Su risa nuevamente fue espontanea, cristalina y envolvente. Me obligó a sonreír mientras la seguía con la mirada, echada hacia atrás, derrochando alegría. Finalmente también me reí, pero volví a mi estado de seriedad, pasando en el retornó brevemente por  una sonrisa relajada.
-          A ver, Carlos, tenemos que avanzar en esto. Quiero leer al menos un cuento tuyo. Y mostrarte alguna de mis imágenes.
-          Para leer un cuento mío, tendría que llevarte a mi blog literario.
-          ¿Hay otros blogs? – Ayelén leía la parte oculta de los mensajes, los leía completos. Me gustó esa filosa habilidad y asentí con la cabeza.

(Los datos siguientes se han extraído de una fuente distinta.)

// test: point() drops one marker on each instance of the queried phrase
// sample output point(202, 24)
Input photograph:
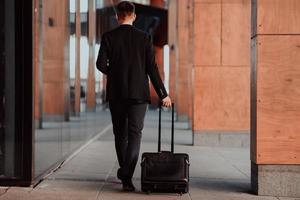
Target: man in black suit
point(127, 57)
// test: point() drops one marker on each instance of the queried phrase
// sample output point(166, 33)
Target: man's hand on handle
point(167, 102)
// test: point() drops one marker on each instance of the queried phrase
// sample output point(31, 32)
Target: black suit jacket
point(127, 57)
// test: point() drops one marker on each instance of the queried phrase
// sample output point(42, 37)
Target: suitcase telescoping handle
point(159, 129)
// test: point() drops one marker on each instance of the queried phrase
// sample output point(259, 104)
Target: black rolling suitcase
point(165, 171)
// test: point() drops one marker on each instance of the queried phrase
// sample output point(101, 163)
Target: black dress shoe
point(128, 186)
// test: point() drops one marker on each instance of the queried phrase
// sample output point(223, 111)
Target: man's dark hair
point(125, 8)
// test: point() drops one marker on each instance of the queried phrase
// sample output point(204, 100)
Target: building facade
point(233, 74)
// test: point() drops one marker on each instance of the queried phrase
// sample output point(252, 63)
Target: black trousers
point(128, 123)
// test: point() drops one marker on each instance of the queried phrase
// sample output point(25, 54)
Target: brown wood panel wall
point(184, 60)
point(277, 17)
point(275, 82)
point(278, 100)
point(55, 57)
point(222, 65)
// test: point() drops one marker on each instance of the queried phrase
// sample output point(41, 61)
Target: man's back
point(127, 57)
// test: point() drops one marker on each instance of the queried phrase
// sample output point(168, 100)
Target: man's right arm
point(103, 59)
point(153, 73)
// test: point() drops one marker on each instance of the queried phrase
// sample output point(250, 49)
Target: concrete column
point(55, 59)
point(77, 61)
point(91, 93)
point(275, 98)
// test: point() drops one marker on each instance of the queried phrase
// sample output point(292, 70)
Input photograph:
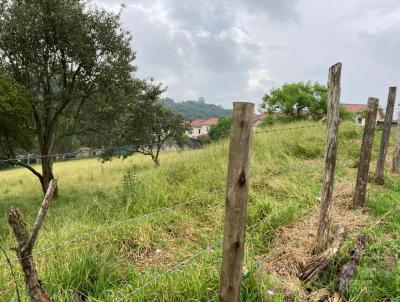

-          Reflexiones, comentarios, otros, que no son tan importantes.
-          Mmmm. Esos los vamos a leer después. Me intimidan un poco.
-          Veamos – Saqué el celular y bajé uno de mis cuentos de vidas mágicas y se lo pasé.
Leyó atentamente, concentrada y expresivamente.
-          Me encantó. Me metí en la magia del cuento. Es impresionante, Carlos, puedo ilustrarlo, pero necesito reflexionar y probar, quizás tenga que quemar un par de intentos, no se….
Se rascó suavemente la barbilla, siempre mirando el equipo.
-          ¿Vives cerca? – En ese momento, sí, debo admitirlo, me sorprendí y la quedé mirando.
-          No hago nada, cálmate.
-          Estoy calmado. Y vivo a dos cuadras. Tienes las puertas abiertas. Pero ¿qué necesitas?
-          Solo más papel y tú, como buen escritor, seguramente tienes en abundancia. – Me miraba sonriendo y esa sonrisa era el complemento perfecto para su voz y sus ojos.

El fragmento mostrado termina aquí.